REMOVE all the extra html that makes illegal function calls, is just sort of ...there... and what not. (This is done line by line by line by line...)
convert the php line break to a space, as for these records, that's what the line break inserted actually is, not a paragraph end or line break.
Double check each record, make sure I missed nothing
Mind you, it doesn't SOUND like a lot, but consider that a simple paragraph open container, which is NORMALLY 3 characters (<p>), can often be upwards of 50 characters. Not only that, there are EXTRA paragraphs added, that the nonexistent .css file actually references for formatting. I run across this with each html element in the document. This is why this particular story shrunk so drastically. The sheer file size because of the extra, useless html embedded within each record.

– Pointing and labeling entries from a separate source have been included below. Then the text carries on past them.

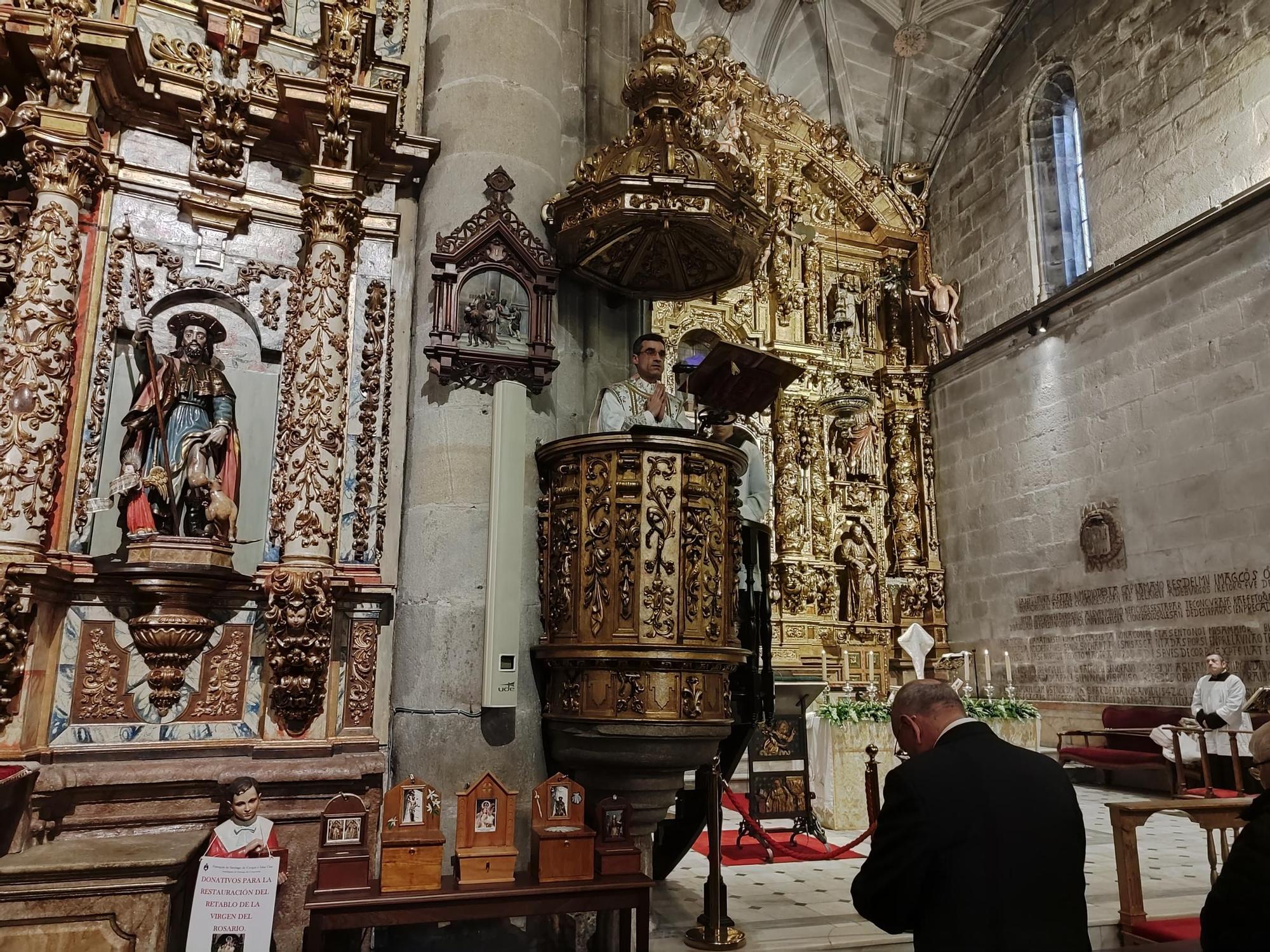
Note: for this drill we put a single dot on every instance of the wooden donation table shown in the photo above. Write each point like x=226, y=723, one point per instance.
x=838, y=758
x=454, y=903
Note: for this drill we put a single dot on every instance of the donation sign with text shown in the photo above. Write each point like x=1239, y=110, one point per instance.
x=233, y=906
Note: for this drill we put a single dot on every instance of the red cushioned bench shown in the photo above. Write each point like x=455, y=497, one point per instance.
x=1126, y=736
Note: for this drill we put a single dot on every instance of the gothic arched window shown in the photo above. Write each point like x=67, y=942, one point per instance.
x=1059, y=183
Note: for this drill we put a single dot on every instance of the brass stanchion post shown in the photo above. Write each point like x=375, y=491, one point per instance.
x=714, y=935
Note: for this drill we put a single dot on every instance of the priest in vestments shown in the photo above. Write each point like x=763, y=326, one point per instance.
x=642, y=400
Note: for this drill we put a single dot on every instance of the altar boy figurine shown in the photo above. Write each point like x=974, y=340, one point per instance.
x=246, y=835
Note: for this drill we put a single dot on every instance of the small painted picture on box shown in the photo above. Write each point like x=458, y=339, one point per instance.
x=412, y=807
x=615, y=826
x=559, y=802
x=347, y=830
x=487, y=816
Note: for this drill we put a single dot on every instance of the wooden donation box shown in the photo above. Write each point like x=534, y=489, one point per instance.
x=486, y=833
x=344, y=857
x=617, y=854
x=562, y=846
x=411, y=841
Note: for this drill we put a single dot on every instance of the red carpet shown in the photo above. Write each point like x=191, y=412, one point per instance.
x=751, y=852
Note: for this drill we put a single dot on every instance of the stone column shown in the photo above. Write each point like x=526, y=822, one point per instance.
x=37, y=342
x=495, y=97
x=311, y=453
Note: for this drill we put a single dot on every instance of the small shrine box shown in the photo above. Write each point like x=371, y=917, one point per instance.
x=344, y=857
x=562, y=846
x=617, y=854
x=411, y=840
x=486, y=833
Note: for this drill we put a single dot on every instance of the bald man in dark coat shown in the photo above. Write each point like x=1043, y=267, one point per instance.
x=980, y=843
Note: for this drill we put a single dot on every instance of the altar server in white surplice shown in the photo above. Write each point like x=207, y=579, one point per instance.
x=642, y=400
x=1219, y=705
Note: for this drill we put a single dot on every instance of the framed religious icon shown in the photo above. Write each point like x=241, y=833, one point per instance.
x=486, y=832
x=562, y=846
x=617, y=854
x=412, y=840
x=779, y=797
x=782, y=739
x=344, y=854
x=495, y=289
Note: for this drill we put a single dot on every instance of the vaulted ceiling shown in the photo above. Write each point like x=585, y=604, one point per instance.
x=895, y=73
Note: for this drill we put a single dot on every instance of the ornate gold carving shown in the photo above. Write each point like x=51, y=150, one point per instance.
x=571, y=691
x=631, y=692
x=341, y=50
x=599, y=554
x=565, y=544
x=100, y=694
x=232, y=46
x=368, y=414
x=360, y=685
x=314, y=406
x=16, y=616
x=36, y=360
x=619, y=235
x=222, y=694
x=73, y=172
x=180, y=56
x=658, y=596
x=222, y=130
x=262, y=81
x=332, y=218
x=168, y=640
x=63, y=58
x=299, y=618
x=385, y=427
x=693, y=696
x=906, y=525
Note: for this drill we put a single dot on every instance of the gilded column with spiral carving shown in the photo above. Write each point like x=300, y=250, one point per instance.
x=906, y=527
x=37, y=342
x=311, y=454
x=316, y=378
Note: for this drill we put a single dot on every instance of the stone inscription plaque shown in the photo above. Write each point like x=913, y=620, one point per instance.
x=1140, y=643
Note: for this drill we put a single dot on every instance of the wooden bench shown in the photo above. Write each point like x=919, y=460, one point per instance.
x=331, y=913
x=1220, y=819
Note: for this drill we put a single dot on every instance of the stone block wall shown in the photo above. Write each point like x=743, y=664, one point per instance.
x=1150, y=393
x=1175, y=98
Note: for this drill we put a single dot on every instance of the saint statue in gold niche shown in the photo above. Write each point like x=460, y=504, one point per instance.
x=858, y=576
x=180, y=459
x=858, y=446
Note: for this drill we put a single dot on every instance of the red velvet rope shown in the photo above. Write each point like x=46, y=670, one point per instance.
x=777, y=847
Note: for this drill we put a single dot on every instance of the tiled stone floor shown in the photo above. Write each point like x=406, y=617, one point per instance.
x=805, y=907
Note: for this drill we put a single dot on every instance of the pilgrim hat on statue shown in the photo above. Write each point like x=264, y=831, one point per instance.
x=178, y=323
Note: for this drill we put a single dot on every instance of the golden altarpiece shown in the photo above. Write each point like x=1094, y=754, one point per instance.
x=203, y=195
x=857, y=557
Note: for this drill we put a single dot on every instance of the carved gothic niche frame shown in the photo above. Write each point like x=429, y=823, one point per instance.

What causes the appearance of normally "invisible" coding elements, or the oddball spacing, and what not; is that the rich text editor attempts to strip all this garbage out. It can only do a partial of this, until a user actually opens the chapter and clicks "edit chapter" to resave it. It then finishes stripping out most of it. The only thing I've seen it have difficulty with removing are the extra paragraphs Word likes to insert in the converted document.
So, what would take a user maybe a minute or two a chapter (unless they want to make additional changes) by simply resaving it, takes ME roughly two to four hours per chapter, depending upon just how much garbage was inserted in to the record. The more crap code, the longer it takes to fix it.
Which is why I am grateful to the users who've taken the time and not waited for me, and gone ahead and FIXED their stories where it was a word file exported to html. Seriously. Those of you who've already done this have saved me untold hours of work.